Second, consistent with Study 1, the month has a quadratic effect on the CATE (βquadratic = .15003, p < .001), which interacts with sales experience (β = −.02908, p < .05). Figure 7, Panel B, shows that the interaction pattern conceptually replicates Study 1, such that salespeople with high experience benefit from the churn prediction sooner. Furthermore, the quadratic effect of the month interacts with learning orientation (β = .03999, p < .05), though the effect sign differs from the one in Study 1. Figure 7, Panel C, shows that high learning orientation reduces the CATE in earlier months and pays off only in the last month. A plausible explanation is that salespeople high in learning orientation initially experimented with different behaviors to understand how these affect sales revenues—a strategy less likely to be found in the field.
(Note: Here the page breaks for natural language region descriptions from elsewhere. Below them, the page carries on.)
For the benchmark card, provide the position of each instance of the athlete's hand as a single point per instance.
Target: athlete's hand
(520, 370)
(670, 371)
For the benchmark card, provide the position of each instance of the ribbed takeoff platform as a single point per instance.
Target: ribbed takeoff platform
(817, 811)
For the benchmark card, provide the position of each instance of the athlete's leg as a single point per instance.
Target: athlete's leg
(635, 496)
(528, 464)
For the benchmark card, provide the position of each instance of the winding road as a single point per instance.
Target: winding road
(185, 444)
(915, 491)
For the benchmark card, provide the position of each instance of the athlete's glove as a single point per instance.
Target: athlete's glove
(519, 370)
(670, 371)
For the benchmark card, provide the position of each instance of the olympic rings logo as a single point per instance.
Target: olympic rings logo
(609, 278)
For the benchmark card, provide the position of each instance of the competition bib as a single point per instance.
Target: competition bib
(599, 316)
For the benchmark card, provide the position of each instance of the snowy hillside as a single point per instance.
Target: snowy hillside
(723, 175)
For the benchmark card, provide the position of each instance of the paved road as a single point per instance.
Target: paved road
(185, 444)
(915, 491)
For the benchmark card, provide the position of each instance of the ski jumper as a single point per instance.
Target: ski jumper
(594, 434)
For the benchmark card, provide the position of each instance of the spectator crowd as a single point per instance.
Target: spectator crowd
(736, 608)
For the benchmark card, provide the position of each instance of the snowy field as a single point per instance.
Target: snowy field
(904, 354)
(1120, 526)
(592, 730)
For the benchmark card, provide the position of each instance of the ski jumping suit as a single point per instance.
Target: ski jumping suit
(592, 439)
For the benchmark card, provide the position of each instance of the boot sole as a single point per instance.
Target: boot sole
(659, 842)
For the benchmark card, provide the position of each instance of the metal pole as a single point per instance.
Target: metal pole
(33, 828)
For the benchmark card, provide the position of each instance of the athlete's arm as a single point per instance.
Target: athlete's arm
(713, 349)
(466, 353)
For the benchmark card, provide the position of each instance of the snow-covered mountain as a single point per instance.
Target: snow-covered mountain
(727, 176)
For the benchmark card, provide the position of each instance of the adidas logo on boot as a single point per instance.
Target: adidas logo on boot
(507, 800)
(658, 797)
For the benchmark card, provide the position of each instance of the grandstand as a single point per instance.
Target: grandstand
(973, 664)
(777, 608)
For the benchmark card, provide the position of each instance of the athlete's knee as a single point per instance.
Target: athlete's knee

Third, in contrast to Study 1, we do not find significant interaction effects between expected usefulness and adaptive selling orientation, between general trust in algorithms and learning orientation, between customer churn prediction efficacy and customer retention efficacy, and between customer orientation and farming orientation. The fact that a stimuli-based experiment does not fully replicate the complex pattern of interactions found in the field-based Study 1 is not surprising (Golder et al. 2022). For example, take the interaction between customer churn prediction efficacy and customer retention efficacy. In the present simulation, salespeople were not able to predict customer churn without the customer churn prediction. In contrast, in a field setting, skilled salespeople might be able to predict customer churn even without access to predictive analytics (Habel, Alavi, and Heinitz 2023), thus giving rise to the interaction found in Study 1. Similarly, because salespeople in this study could not engage with customers’ needs, the nonsignificant effect involving customer orientation is not surprising.
Having said this, we uncovered two further exploratory interactions related to technology perceptions and selling orientations. First, expected usefulness interacts with the predicted churn probability (see Figure 8, Panel A), such that lower expected usefulness decreases the CATE for medium predicted churn probabilities. Low expected usefulness and ambiguous signals such as a medium predicted churn probability may compound each other, fostering aversion against the churn prediction. Second, adaptive selling orientation interacts with farming orientation (see Figure 8, Panel B), such that if farming orientation is high, adaptive selling increases the CATE. Conceptually, this finding is not too dissimilar from the interaction between farming orientation and customer orientation revealed in Study 1.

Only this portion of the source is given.